The popular concept of 10,000 hours hit the limelight in 2008 with the release of Malcolm Gladwell’s bestseller “Outliers: The Story of Success.” Recent studies have shown that this idea—to become the greatest at any given discipline, enormous time (an average of 10,000 hours) is required—rings true for many of the world’s most elite athletes.
In a study that included 100 elite athletes from the Olympic and Paralympic summer sports, we learn that the average athlete:
- Commits six hours a day, six days a week to training and competitions
- Has been working toward their Olympic or Paralympic goal for 11 years
- Seriously took up their sport at the age of 14 and now competes in seven international competitions per year
Another article from strengthplanet.com’s Judd Biasiotto, supports Gladwell’s theory and sheds additional light on what may be required to reach the world-class level.
Quoting research conducted by John Lather, a renowned sports researcher, Biasiotto’s article states, “The number one variable related to elite performance is time spent in training.” But not just time is required, Lather emphasizes that it is 20 hours of “quality training—with great intensity…that is required for elite performance.”
But what about attitude and ambition?
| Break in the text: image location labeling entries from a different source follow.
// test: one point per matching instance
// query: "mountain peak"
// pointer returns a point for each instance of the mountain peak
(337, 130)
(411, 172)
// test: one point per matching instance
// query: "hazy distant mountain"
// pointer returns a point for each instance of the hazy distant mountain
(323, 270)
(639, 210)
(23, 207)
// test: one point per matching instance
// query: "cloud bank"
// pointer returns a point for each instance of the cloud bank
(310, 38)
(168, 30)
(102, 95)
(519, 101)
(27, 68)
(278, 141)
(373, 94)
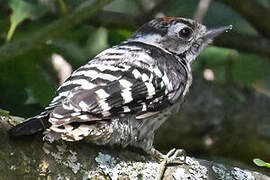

Does an athlete’s psychological profile play into the equation? Biasiotto answers with, “World class athletes score low in tension, depression, anger, fatigue, and confusion, but extremely high in self confidence, mental toughness, and determination.”
A survey of 367 elite athletes conducted by Richard Cox, author of “Sport Psychology: Concepts and Applications,” agrees. “Motivation and commitment seems to be the common bond between world class athletes—they all tend to train with high intensity and purpose.”
So, keep running, cycling, swimming, and playing. Your high-quality time and training is getting you closer to your goals. And every time you choose an attitude of self-confidence, mental toughness, and determination, you are entering an entirely new playing field.